Przeciw Ojczyźnie
Kolejne zmiany w świecie Lewantu przyniosła ucieczka z Rzymu Demetriusza, syna Seleukosa. Przebywał on w Rzymie jako zakładnik od 176 roku. Dwukrotnie prosił senat o obwołane go królem Syrii. Gdy to nie odniosło skutku w 161 roku, przy pomocy Polibiusza zbiegł z Rzymu. Udało mu się też zgromadzić wokół siebie sporą grupę żołnierzy. Wraz z nimi dotarł do Typolisu. Tam ogłosił się królem.

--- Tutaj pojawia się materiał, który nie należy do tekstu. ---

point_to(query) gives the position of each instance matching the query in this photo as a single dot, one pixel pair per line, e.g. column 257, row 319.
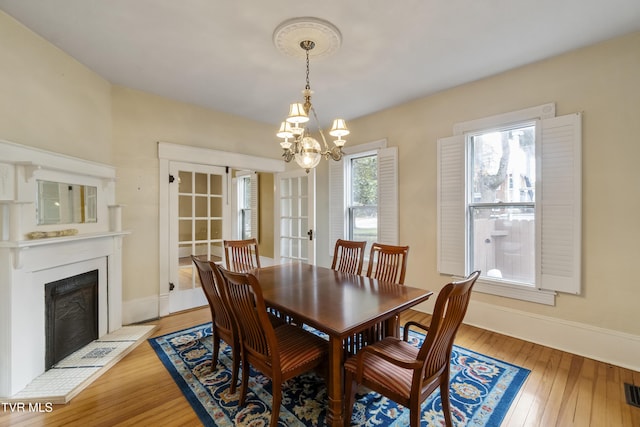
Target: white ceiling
column 219, row 53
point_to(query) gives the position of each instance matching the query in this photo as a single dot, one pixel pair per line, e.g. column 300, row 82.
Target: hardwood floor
column 562, row 389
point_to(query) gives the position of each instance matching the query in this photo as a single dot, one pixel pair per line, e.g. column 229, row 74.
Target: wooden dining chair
column 348, row 256
column 388, row 263
column 280, row 353
column 408, row 374
column 223, row 326
column 241, row 255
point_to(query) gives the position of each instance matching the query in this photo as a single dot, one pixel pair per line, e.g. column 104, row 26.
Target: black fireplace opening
column 71, row 315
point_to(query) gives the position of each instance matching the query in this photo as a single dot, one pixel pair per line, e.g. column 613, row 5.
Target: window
column 509, row 199
column 501, row 207
column 244, row 207
column 363, row 199
column 245, row 200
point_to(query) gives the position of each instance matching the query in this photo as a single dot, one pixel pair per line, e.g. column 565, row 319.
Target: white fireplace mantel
column 26, row 265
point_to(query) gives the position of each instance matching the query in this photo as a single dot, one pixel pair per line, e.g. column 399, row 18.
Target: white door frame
column 183, row 153
column 311, row 212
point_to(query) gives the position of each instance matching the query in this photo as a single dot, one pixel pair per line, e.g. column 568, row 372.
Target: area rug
column 481, row 389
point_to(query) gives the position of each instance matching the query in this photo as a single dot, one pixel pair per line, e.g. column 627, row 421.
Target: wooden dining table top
column 336, row 303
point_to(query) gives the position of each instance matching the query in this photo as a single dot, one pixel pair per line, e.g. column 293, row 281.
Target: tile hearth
column 73, row 374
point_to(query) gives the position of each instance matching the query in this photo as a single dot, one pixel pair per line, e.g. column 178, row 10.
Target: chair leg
column 275, row 403
column 235, row 367
column 245, row 381
column 446, row 403
column 216, row 349
column 414, row 416
column 350, row 388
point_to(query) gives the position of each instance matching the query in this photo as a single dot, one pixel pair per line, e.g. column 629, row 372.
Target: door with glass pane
column 198, row 207
column 295, row 213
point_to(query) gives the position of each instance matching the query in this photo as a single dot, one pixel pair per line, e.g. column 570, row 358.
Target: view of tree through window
column 502, row 203
column 363, row 204
column 244, row 205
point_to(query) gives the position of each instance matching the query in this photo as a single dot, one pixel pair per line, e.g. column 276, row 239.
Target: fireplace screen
column 71, row 306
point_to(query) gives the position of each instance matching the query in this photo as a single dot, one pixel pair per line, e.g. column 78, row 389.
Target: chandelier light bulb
column 285, row 131
column 339, row 128
column 297, row 114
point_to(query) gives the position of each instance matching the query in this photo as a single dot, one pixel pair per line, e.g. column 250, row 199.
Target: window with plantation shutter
column 523, row 229
column 345, row 215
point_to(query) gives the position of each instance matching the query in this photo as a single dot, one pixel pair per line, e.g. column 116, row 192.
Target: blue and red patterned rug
column 482, row 389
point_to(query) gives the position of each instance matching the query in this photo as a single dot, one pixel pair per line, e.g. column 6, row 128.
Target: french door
column 295, row 216
column 198, row 212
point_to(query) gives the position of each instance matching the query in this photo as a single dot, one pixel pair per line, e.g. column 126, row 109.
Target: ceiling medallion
column 301, row 37
column 288, row 36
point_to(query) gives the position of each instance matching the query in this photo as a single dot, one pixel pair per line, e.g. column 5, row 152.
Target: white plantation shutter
column 336, row 203
column 388, row 196
column 451, row 205
column 254, row 205
column 560, row 200
column 558, row 204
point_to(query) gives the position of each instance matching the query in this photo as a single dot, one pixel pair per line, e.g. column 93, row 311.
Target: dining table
column 339, row 304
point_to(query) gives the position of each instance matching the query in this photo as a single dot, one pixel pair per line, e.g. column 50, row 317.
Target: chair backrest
column 211, row 281
column 449, row 311
column 249, row 310
column 348, row 256
column 388, row 263
column 241, row 255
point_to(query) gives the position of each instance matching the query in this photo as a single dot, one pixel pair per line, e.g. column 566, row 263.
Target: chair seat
column 298, row 347
column 385, row 374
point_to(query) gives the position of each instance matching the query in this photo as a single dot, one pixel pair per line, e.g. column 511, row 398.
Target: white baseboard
column 140, row 310
column 605, row 345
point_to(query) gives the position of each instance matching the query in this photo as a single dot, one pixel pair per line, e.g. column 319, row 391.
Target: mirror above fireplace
column 62, row 203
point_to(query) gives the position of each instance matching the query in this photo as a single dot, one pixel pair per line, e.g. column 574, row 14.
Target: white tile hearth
column 74, row 373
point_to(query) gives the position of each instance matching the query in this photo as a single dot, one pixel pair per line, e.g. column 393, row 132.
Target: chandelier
column 297, row 141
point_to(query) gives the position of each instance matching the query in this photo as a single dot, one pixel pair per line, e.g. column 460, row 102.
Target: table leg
column 335, row 383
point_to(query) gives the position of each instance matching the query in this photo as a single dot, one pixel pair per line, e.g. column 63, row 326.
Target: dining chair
column 223, row 326
column 388, row 263
column 280, row 353
column 408, row 374
column 348, row 256
column 241, row 255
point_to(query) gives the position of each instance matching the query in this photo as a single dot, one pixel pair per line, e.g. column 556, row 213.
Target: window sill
column 515, row 291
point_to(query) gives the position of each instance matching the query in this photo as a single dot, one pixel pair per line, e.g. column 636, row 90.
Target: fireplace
column 71, row 318
column 29, row 265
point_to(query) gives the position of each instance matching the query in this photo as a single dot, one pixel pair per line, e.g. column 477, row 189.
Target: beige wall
column 140, row 121
column 48, row 100
column 265, row 200
column 603, row 82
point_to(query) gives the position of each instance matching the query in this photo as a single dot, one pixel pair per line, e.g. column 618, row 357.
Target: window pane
column 363, row 203
column 364, row 181
column 503, row 166
column 363, row 223
column 201, row 183
column 245, row 223
column 201, row 206
column 503, row 243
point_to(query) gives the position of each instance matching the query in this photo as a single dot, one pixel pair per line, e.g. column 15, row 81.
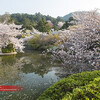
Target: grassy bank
column 76, row 85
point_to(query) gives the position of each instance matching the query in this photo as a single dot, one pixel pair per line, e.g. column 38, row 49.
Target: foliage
column 67, row 23
column 29, row 21
column 8, row 34
column 88, row 92
column 58, row 90
column 43, row 42
column 82, row 41
column 43, row 26
column 8, row 49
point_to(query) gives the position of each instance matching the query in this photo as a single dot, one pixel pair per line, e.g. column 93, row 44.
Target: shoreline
column 4, row 54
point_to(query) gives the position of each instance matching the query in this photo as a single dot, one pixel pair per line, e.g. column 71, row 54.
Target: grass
column 66, row 86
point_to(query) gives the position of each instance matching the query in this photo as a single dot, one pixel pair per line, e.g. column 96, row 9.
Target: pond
column 34, row 71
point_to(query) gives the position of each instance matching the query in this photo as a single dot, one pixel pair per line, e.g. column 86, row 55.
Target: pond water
column 32, row 70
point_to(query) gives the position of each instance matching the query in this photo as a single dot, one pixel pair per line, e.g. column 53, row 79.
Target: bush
column 8, row 49
column 43, row 42
column 67, row 85
column 88, row 92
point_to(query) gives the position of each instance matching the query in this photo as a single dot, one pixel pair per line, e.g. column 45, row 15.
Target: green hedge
column 8, row 49
column 67, row 85
column 88, row 92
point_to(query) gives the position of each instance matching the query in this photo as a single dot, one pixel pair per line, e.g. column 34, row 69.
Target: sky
column 53, row 8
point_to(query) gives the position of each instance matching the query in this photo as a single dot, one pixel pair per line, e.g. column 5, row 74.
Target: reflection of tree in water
column 8, row 74
column 39, row 64
column 27, row 63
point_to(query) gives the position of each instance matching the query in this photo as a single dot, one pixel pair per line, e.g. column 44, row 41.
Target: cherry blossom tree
column 81, row 43
column 8, row 34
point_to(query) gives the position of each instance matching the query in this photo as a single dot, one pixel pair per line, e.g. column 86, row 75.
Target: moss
column 67, row 85
column 8, row 49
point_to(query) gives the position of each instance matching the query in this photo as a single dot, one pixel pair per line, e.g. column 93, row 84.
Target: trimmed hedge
column 67, row 85
column 88, row 92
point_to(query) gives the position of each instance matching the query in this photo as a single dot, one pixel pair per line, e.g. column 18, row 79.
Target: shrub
column 66, row 85
column 88, row 92
column 8, row 49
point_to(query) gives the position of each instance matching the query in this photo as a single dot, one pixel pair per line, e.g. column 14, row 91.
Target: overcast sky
column 53, row 8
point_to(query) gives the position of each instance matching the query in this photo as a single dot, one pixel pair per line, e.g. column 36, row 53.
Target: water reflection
column 31, row 70
column 34, row 71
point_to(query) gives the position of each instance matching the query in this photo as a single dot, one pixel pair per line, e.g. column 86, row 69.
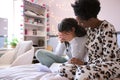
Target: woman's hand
column 76, row 61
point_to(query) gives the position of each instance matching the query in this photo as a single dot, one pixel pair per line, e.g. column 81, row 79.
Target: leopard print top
column 102, row 43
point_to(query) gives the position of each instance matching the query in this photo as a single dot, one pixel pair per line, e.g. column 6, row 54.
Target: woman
column 102, row 47
column 72, row 41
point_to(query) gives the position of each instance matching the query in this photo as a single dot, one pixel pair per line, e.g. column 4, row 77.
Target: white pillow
column 23, row 47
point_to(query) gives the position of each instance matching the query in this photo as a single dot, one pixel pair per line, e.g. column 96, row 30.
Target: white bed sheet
column 29, row 72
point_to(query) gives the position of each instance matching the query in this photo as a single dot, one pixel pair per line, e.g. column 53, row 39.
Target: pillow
column 23, row 47
column 7, row 58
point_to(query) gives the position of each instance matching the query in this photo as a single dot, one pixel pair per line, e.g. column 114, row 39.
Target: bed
column 30, row 72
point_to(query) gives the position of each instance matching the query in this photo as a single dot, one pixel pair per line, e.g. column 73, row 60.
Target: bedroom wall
column 59, row 9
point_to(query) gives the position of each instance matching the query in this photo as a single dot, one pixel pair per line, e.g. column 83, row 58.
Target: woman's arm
column 60, row 49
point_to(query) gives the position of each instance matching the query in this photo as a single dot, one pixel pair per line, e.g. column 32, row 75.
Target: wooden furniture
column 35, row 24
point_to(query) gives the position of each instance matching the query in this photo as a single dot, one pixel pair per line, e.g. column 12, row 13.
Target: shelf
column 38, row 25
column 42, row 47
column 35, row 35
column 35, row 16
column 35, row 24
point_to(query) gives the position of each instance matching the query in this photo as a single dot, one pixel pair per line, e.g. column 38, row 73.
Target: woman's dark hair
column 86, row 9
column 68, row 24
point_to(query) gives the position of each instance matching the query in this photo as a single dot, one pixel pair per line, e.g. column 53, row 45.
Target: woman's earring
column 81, row 24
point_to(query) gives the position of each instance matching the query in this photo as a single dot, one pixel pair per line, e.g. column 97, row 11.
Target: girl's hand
column 76, row 61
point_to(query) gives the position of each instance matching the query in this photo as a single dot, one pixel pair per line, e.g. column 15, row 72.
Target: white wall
column 59, row 9
column 110, row 10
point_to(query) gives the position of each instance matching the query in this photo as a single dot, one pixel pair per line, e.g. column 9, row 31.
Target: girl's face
column 66, row 36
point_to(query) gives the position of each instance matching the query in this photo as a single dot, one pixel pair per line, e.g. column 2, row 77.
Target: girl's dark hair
column 68, row 23
column 86, row 9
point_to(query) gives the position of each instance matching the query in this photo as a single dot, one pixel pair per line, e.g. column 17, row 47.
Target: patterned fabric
column 103, row 51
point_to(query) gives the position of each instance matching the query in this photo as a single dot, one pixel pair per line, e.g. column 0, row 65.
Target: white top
column 76, row 48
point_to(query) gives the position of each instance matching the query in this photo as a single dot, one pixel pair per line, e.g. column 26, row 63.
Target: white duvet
column 30, row 72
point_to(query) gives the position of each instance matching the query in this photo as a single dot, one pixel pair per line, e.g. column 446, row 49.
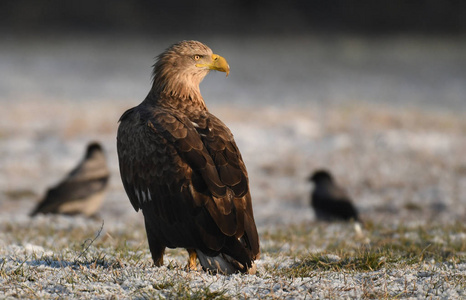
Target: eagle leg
column 192, row 260
column 157, row 248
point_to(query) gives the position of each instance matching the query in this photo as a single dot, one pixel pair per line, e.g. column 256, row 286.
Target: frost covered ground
column 386, row 117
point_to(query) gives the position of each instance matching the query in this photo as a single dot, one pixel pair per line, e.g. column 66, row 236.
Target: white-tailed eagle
column 180, row 165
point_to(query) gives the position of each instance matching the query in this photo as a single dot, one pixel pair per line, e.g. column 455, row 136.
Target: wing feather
column 194, row 173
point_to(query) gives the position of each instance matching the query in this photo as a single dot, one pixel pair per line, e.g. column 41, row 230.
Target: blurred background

Demetriusz następnie wyruszył w kierunku Antiochii. Jego celem było przejęcie władzy nad tym miastem. W swych zamiarach mógł liczyć na poparcie ludu, gdyż rządy Lizjasza oraz współpracujących z nim skarbnika Heraklidesa i jego brata Timarchosa, wywoływały powszechne oburzenie. Stąd zbiegłego z Rzymu potomka Seleukosa maszerującego wraz z wojskiem ku stolicy witano jak wybawcę. Od tego czasu zaczęto go określać tytułem Soter, oznaczającym w grece zbawcę. Gdy Demetriusz zdobył pałac w stolicy, przekazano mu wiadomość o pojmaniu Antiocha i Lizjasza i zapytano go, czy chce, aby przyprowadzono ich do niego. Zaprzeczył, stwierdzając, że nie chce ich wiedzieć. Słowa nowego władcy doskonale zrozumiano. Pochwyconych zgładzono w jednej chwili. Tym samym nic już nie stało na przeszkodzie do objęcia tronu przez Demetriusza. Jednocześnie nikt, a szczególnie rzymski senat, nie mógł zarzucić nowemu władcy, że wydał rozkaz zabicia swych przeciwników. Mimo to Demietriusz przez pewien czas musiał starać się o uznanie jego władzy przez Rzymian. Na początku, gdy słyszał o komisji delegowanej przez senat dla zbadania spraw, jakie rozegrały się w Antiochii, wysłał na jej spotkanie poselstwo. To nie przyniosło skutku, gdyż nikt nie chciał rozmawiać z jego przedstawicielami. Niezrażony wyprawił jeszcze jedno poselstwo. I tym razem bezskutecznie. Ostatecznie musiał czekać dwa lata na zatwierdzenie jego władzy przez senat. Pomogli mu w tym przyjaciele, wysłani pochlebcy oraz przekazane do Rzymu dary. W swych staraniach o tron był jednak jedynym. Podobne zabiegi czynili skarbnik Timarchos oraz zarządca Kommageny Ptolemeusz.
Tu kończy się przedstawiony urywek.